Nothing
#' Compute estimates of real parameters with individual and design covariates
#'
#' Unlike covariate.predictions this function allows modification of design data covariates
#' as well as individual covariates for the computation of the real parameters. It does
#' this by modifying values in the design data, adding individual covariate values to the
#' design data and then applying the model formula to the modified design data to construct a
#' design matrix that is used with the beta estimates to construct the real parameter estimates.
#'
#' There are two restrictions.
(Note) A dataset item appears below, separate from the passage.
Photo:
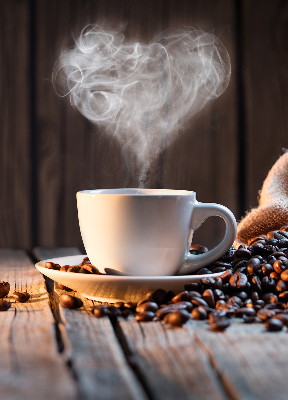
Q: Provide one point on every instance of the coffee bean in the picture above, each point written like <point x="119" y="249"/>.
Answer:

First,it only works with a single parameter type (eg Phi or p)
#' whereas covariate.predictions allows simultaneous estimation of multiple parameter types.
#' Second, if the row from df is a fixed parameter that will only be identified if it uses the fix
#' parameter in the design data. It will not work with the original approach of using index and fixed as
#' arguments. This should be a minor restrictioin because it doesn't make sense to compute a range of
#' real parameter values for a fixed parameter.
#'
#' The primary arguments are model which is a fitted mark model object and df which is one of
#' the design dataframes from the design data list (ddl) used to fit the model. The value of
#' df can be a subset of the original design dataframe but do NOT create an arbitrary dataframe
#' for use as df because if you don't get the indices correct or you don't construct the factor
#' variables correctly, it will likely fail or the results could be bogus.
#'
#' The argument parameter is just the character name for the parameter ("Phi"). It is only used
#' to extract the correct formula from the fitted model.
#'
#' The argument beta can provide values for the beta coefficients other than the fitted ones but
#' if you do so, don't expect the variances to make sense as the beta.vcv is computed at the
#' fitted values. The default for beta is to use the fitted values so it need not be specified.
#'
#' The argument data is a dataframe containing values for individual covariates or replacement
#' values for design data covariates. Do not replace values of factor variables which probably
#' would not make sense anyhow. If replicate=FALSE then the number of rows in df must match the
#' number of rows in data and the values in df are replaced (if design covariate) or added if
#' an individual covariate. If replicate=TRUE, then design data (df) is replicated for each row
#' in data and the values in data are computed for each one of the rows in df. Using replicate=TRUE
#' would make sense in a case where the value can differ for the index. For example, if one of the
#' design covariates was temperature then you might want to compute the values at a range of temperatures
#' for a row in the design data representing each age class in the data.
#'
#' The arguments se and vcv control computation of the std errors and v-c matrix.
#'
#' @param model MARK model object
#' @param df design dataframe subset
#' @param parameter names of the parameter
#' @param replicate if FALSE then number of rows in data must match the number of rows in df
#' @param beta estimates of beta parameters for real parameter computation
#' @param data dataframe with covariate values
#' @param se if TRUE returns std errors and confidence interval of real
#' estimates
#' @param vcv logical; if TRUE, sets se=TRUE and returns v-c matrix of real
#' estimates
#' @return A data frame (\code{real}) is returned if \code{vcv=FALSE};
#' otherwise, a list is returned also containing vcv.real: \item{real}{ data
#' frame containing estimates, and if se=TRUE or vcv=TRUE it also contains
#' standard errors and confidence intervals and notation of whether parameters
#' are fixed or at a boundary} \item{vcv.real}{variance-covariance matrix of
#' real estimates}
#' @author Jeff Laake
#' @export
#' @seealso
#' \code{\link{inverse.link}},\code{\link{deriv_inverse.link}}
#' @keywords utility
#' @examples
#'
#' data(dipper)
#' dp=process.data(dipper)
#' ddl=make.design.data(dp)
#' model=mark(dp,ddl,model.parameters=list(Phi=list(formula=~Time)),delete=TRUE)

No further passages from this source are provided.